Tina A. from Hollister, California speaks at the Second Tradition Group in San Jose with 21 years of sobriety, having gotten sober young at nineteen in a strict old-timer culture where her first sponsor made her sit down two minutes into her pitch and banned her from speaking until she had five years. She opens warmly to the 297 people in the room, thanks Jim for the invitation, and riffs on her competitive streak over beating John Ackerland's attendance record before settling into the what-it-used-to-be-like.

Her story traces the arc from a five-year-old who stole a classmate's show-and-tell toy and needed a drink, to a fourth-grader who pilfered her parents' antique coin collection a nickel at a time to buy friends 15-cent ice creams, to giving her teacher her grandmother's mine-carat diamond wedding ring. Her first real drink of scotch with her friend Carrie in seventh grade made her fingers burn and her head blow off, and then delivered the feeling she'd been hunting her whole life. She drank herself out of Burger King and into the Navy at seventeen, became a cryptologic technician with high security clearances, and got exiled to Adak Island off the Kamchatka Strait where she counted down 235 days and took to laying in the middle of icy roads to flag rides to Quonset-hut parties until friends learned to drive around the lump.

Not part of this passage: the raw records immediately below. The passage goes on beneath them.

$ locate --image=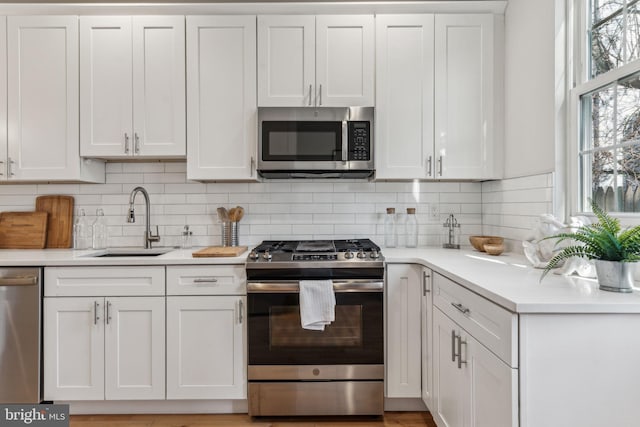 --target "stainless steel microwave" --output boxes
[258,107,374,178]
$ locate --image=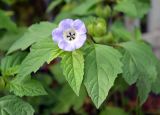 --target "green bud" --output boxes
[104,32,114,43]
[94,18,107,37]
[0,76,5,90]
[95,5,111,18]
[93,32,114,44]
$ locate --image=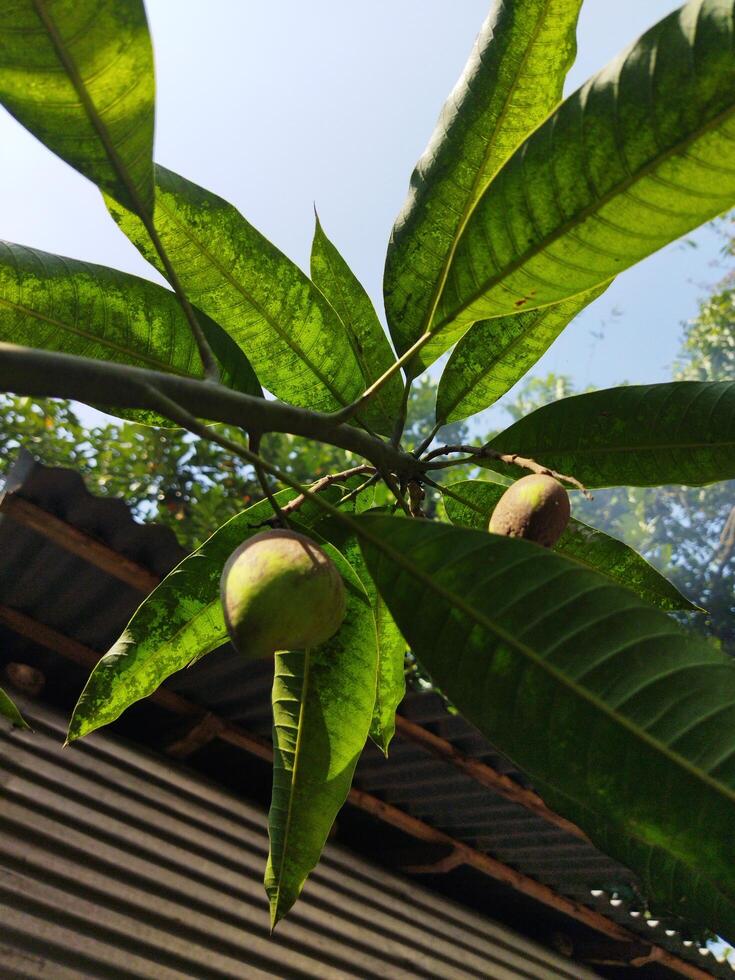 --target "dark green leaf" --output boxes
[442,480,699,611]
[436,285,607,422]
[265,535,377,927]
[482,381,735,487]
[0,242,261,424]
[106,166,365,411]
[385,0,582,374]
[67,490,330,742]
[434,0,735,336]
[355,514,735,937]
[311,217,403,433]
[0,0,155,215]
[0,687,31,729]
[319,507,406,755]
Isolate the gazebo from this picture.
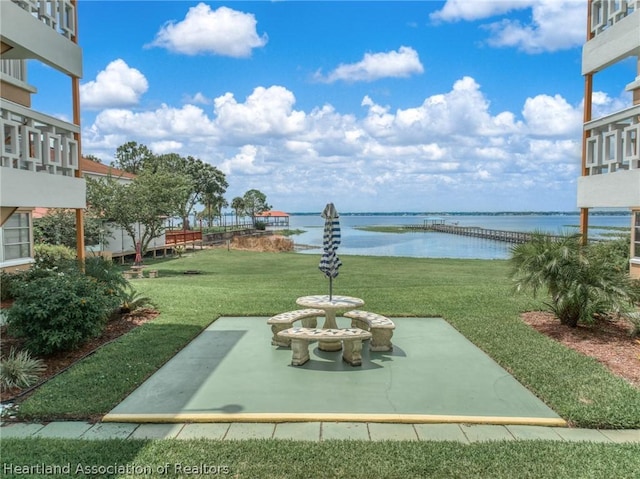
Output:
[256,210,289,228]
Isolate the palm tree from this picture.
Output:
[510,232,638,327]
[231,196,244,226]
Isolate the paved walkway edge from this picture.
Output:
[102,413,567,427]
[0,421,640,446]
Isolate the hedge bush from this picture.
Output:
[7,271,120,355]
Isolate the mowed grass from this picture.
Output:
[20,249,640,428]
[2,439,640,479]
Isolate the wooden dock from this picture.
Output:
[407,222,556,244]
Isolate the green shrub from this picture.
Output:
[0,271,28,301]
[120,288,153,314]
[33,243,76,269]
[7,271,120,355]
[84,256,130,299]
[0,348,46,391]
[510,233,640,327]
[589,234,631,272]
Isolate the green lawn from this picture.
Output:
[0,439,640,479]
[2,250,640,479]
[15,249,640,428]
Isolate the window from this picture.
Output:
[1,213,31,261]
[633,211,640,259]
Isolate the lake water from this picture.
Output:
[289,214,631,259]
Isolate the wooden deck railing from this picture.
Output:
[164,230,202,244]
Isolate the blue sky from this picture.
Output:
[29,0,637,212]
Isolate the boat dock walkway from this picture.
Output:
[407,222,556,244]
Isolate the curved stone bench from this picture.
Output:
[344,309,396,351]
[278,328,371,366]
[267,308,325,348]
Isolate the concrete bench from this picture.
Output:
[278,328,371,366]
[344,309,396,351]
[267,308,325,348]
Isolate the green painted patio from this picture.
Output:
[103,317,566,426]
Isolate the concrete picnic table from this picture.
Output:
[296,294,364,351]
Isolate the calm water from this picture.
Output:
[290,215,631,259]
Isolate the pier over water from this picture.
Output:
[406,220,560,244]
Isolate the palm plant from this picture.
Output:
[510,232,638,327]
[120,288,153,314]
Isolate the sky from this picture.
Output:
[28,0,638,212]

After a medevac to Philadelphia rehab, a Librium run across the country, and a legendary Phillies-game relapse that sprayed five rows on Antabuse, she still didn't get it. The moment came in a car outside a hospital when a power greater than herself touched her. She worked the steps with Paul Matson, her sponsor and daily anchor, until he died on October 10, 1986 — her second birthday — and she learned Higher Power doesn't leave even when her Higher Power dies. A second sponsor, the spiritual 'wench' who'd once scribbled on her card, carried her through breast cancer and two decades of motherhood.

At twenty-one years sober, with a son about to ship out for Navy special-boat teams, she finally understood the Sixth and Seventh Steps — the paragraph everyone skips — and caught herself in the mirror as the angry, jealous, gossiping woman she'd sworn she wouldn't be. Her teaching lands plainly: the steps set her free, she's no better, no worse, no different than anyone else in the room, and the newcomer never has to feel discardable again — a day at a time.